Markham Hislop: Fair to say that the producers have got their costs down to the point where they’re pretty competitive, the supply has bolstered the price and looks fairly good as we head into some kind of recovery? Which I guess is the rationale behind the Bloomberg article.
Kevin Birn: I think there’s one more aspect and I’ll come back to that differential in a minute. I think what we’ve seen over the last half-decade is we have seen cost reductions like operating costs. We saw fall on average, about 40% to 50%, depending on the operations.
We also saw, and this is just a matter of fact, a contraction in the expenditures of these companies. They finished the projects they were building. We haven’t seen a significant amount of new projects come forward. So their capital expenditures have tightened [fallen] over the years. That’s resulted in is a greater amount of free cash flow. And so we’ve seen a gradual recovery of free cash flow from about 2016. I’m going to say on average for the big four oil sands producers, and in 2019, before the, you know, the global pandemic, we saw an average free cash flow of around $3 billion USD each. Some of them were much higher and some of them were lower.

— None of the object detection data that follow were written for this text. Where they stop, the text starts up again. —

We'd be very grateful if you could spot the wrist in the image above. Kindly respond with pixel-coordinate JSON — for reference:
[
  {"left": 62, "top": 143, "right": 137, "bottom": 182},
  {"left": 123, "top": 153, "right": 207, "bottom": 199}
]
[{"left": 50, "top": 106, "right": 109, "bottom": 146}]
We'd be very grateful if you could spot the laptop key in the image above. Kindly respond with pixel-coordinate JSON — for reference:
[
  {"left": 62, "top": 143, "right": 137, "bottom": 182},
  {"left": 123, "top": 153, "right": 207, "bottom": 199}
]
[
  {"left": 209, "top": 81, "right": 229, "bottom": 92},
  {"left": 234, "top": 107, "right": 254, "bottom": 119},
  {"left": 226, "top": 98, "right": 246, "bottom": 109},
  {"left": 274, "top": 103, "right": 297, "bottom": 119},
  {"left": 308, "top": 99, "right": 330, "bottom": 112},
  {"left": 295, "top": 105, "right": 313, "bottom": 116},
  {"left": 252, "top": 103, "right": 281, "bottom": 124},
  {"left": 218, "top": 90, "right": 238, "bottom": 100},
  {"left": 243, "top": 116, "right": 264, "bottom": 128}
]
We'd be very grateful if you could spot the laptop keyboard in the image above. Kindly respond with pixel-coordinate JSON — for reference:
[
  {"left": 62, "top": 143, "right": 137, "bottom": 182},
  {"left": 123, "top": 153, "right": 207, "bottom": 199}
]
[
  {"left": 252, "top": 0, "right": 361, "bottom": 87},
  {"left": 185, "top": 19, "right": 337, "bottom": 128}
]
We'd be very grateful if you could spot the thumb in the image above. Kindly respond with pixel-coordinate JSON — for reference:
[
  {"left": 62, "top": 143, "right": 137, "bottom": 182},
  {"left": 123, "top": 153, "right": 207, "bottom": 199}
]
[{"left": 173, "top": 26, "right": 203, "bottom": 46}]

They demonstrated their ability to throw off free cash flow, which has always been the reason for the oil sands development and the reason you’d invest this capital, those large out of pocket upfront expenditures is to get to the other side where you’d see this free cash flow.
On the differential side, when we look forward, we do see the opportunity for a narrower light/heavy spread to the benefit of Western Canadian producers. One factor you already mentioned was the contraction of available heavy sour, crude oil globally. This is occurred principally from Latin America, but also the potential for greater pipeline egress capacity out of the base. And whether it goes West or South, the pipeline has the ability to provide greater price security.
We’ve seen periods where they’ve had system bottlenecks and the differential widens naturally. And so when we look forward, these two combined factors could result in a narrow spread for Western cane producers. Then we saw the last decade and we estimate this could add, you know, potentially or reduce that spread by $3, maybe $4 over the decade on average is we still expect variability from year to year.